US documents sent to the Security Council committee monitoring sanctions against North Korea cite 89 instances between Jan. 1 and May 30, in which North Korean tankers likely delivered refined products “illicitly procured” via ship-to-ship transfers.
The documents say that even if each tanker delivered only one-third of its listed capacity, the total volume would be above the 500,000 barrel annual quota. If loaded at around 90 percent, the US said the tankers would have delivered nearly 1.4 million barrels of refined products to North Korea, almost triple the quota.
The experts said if the report is accurate, North Korea is violating sanctions and all countries “would have to immediately halt all such transfers” to North Korea.
As for UN financial sanctions, the report said they are among the most poorly implemented and evaded measures.
The experts said individuals empowered to act for North Korean financial institutions operate in at least five countries, which weren’t named, “with seeming impunity.”
They said accounts closed in the European Union to comply with sanctions were transferred to accounts at financial institutions in Asia.

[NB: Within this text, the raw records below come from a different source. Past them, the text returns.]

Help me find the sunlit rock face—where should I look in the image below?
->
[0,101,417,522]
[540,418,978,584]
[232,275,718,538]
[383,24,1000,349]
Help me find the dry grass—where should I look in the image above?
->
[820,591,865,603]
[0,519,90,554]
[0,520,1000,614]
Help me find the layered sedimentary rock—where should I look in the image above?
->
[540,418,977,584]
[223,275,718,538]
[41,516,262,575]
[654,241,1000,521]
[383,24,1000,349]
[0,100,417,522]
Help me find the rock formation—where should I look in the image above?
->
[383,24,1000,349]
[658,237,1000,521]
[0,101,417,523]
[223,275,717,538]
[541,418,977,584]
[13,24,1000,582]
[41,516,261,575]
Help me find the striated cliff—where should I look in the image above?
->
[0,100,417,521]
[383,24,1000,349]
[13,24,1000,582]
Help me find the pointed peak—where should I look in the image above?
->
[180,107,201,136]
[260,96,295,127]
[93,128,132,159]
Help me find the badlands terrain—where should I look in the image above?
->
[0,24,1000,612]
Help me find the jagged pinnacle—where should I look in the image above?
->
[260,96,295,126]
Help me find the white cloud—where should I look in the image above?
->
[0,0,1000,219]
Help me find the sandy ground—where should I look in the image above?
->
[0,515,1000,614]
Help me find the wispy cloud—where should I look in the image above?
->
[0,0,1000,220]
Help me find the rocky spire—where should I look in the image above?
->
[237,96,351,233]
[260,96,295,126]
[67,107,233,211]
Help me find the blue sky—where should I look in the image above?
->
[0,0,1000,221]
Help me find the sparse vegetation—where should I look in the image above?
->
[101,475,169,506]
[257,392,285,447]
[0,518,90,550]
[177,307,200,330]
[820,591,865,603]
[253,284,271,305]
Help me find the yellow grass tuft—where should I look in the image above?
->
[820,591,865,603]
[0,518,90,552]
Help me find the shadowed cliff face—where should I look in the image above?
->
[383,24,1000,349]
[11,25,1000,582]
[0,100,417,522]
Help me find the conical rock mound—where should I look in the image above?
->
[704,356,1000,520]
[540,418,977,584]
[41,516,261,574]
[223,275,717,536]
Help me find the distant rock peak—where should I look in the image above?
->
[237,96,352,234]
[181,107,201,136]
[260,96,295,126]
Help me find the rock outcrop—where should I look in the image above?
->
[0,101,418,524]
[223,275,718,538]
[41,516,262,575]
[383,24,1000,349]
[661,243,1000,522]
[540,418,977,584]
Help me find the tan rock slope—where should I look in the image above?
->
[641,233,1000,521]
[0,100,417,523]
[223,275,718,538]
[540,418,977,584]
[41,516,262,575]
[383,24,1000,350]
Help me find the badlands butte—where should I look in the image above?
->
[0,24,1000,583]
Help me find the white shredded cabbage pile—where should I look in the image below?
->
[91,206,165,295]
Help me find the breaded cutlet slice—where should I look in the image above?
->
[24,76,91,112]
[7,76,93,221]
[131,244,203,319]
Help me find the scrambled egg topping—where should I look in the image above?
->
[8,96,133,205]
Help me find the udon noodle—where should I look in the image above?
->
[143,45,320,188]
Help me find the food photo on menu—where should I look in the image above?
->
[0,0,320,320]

North Korea is also using overseas companies and individuals to obscure income-generating activities for the government, the panel said. And the experts’ investigation of more than 200 joint ventures and/or cooperatives turned up a number that violated UN sanctions resolutions by maintaining links with companies and entities under sanctions.
The experts said North Korean diplomats also continue to play “a key role in sanctions evasion,” including by controlling bank accounts in multiple countries and holding accounts in the name of family members and front companies.